Thu Oct 15 01:16:04 JST 2015

Hi everyone. We have some master/slave clusters using pgpool 3.2.4 connected to 9.4 instances. Yesterday, I found some long running queries using a script I have to find them, and found some very long running queries on our clusters that have a status of unlogged in pg_class. I noticed in the where clause pgpool_regclass was referenced and the query had been active for 26 days. I also found some on other clusters that had been running for 14 days. I terminated them on our clusters, and two of our clusters showed as a failover being triggered in pgpool. The master databases never went down. I executed a pcp_attach on the pool servers for each of the clusters reporting the failover, and the connection status using pcp_node_info returned the master node to a status of, "2". Everything seemed fine afterward. An example is below.

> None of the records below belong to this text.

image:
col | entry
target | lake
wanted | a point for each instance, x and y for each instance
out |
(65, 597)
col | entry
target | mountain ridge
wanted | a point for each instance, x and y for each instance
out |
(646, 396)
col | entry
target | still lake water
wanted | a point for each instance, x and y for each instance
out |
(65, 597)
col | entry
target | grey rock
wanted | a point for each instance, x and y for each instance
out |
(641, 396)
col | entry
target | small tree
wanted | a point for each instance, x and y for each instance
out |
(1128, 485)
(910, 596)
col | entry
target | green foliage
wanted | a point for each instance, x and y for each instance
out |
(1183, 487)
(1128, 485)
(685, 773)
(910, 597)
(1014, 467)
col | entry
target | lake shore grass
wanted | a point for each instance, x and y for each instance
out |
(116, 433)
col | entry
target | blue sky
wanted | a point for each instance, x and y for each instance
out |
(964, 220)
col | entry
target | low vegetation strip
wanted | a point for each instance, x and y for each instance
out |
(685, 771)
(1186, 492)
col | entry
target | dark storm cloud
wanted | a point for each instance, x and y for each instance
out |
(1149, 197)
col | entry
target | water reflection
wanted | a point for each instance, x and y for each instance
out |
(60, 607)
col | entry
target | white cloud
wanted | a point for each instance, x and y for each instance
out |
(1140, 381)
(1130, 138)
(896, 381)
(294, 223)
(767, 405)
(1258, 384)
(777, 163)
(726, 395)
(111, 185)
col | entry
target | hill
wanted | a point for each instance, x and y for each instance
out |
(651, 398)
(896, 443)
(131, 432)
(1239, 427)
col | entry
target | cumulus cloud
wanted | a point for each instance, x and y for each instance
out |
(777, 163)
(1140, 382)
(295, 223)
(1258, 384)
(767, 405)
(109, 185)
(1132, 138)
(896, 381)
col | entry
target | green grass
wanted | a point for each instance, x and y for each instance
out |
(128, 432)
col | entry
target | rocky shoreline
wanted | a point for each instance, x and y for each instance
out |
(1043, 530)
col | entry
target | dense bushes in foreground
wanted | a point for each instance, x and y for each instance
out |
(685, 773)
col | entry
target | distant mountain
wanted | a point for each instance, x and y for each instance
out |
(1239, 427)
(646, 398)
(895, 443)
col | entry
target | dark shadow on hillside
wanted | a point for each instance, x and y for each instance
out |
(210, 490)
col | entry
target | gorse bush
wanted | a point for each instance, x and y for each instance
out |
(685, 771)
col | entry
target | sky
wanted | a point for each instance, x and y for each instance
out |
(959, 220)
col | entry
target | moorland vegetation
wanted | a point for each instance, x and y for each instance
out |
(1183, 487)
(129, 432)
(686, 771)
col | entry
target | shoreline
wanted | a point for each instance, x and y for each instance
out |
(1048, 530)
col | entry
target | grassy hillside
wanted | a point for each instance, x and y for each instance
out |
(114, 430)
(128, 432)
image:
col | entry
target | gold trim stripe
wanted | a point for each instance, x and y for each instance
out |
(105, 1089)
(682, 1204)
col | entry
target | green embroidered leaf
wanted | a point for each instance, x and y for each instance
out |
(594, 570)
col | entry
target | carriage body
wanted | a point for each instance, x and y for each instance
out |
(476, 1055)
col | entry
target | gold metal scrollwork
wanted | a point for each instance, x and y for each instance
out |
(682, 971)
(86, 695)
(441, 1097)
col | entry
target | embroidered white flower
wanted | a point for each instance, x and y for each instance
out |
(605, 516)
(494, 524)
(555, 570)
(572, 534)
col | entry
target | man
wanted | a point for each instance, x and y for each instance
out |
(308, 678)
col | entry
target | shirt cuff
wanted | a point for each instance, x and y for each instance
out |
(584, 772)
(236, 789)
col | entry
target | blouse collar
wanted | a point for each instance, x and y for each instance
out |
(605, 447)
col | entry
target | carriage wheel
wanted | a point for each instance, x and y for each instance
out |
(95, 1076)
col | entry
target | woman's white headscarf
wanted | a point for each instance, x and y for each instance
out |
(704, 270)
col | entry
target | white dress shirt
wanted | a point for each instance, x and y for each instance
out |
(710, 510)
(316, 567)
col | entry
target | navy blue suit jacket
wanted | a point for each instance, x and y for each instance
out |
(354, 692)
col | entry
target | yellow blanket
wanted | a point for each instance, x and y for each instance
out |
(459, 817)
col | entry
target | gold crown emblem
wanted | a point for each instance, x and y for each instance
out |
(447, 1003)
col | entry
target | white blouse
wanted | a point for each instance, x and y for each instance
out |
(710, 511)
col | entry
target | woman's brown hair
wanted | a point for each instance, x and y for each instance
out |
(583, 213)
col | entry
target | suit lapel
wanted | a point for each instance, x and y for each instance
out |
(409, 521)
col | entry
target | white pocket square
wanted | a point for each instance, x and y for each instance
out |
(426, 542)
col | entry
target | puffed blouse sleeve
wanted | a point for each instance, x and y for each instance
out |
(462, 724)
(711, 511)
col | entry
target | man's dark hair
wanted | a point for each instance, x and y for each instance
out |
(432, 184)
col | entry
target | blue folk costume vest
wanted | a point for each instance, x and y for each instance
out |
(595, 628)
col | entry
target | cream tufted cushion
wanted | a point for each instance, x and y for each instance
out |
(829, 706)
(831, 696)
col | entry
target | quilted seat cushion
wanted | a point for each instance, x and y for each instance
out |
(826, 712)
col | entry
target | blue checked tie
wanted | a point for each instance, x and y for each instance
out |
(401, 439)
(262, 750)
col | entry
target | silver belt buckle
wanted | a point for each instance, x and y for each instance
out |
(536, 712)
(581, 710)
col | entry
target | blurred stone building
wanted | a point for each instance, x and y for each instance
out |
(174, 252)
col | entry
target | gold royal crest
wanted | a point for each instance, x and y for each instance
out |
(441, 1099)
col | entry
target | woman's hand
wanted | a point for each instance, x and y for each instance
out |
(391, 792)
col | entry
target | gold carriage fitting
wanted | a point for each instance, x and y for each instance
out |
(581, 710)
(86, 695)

SELECT count(*) FROM pg_catalog.pg_class AS c WHERE c.oid = pgpool_regclass('mytable') AND c.relpersistence = 'u'|active|26 days

A couple of questions:

  1.  Is the pgpool failover related to terminating long running queries like the one above?
  2.  Should this have triggered the failover?
  3.  What can I do to prevent pgpool from seeing it as a failed instance when it never actually went down? I don't want to "DISALLOW_FAILOVER" in the pool config, however, I don't want it reacting to any sort of false positive.
  4.  What is the correlation to pgpool in the query example above? Is this a select query that was issued by pool and got hung in an active state for some reason?

Any help trying to figure this out would be greatly appreciated. I'm not new to Postgres, however, I am somewhat new and green with Pg Pool.

Thanks!
Daniel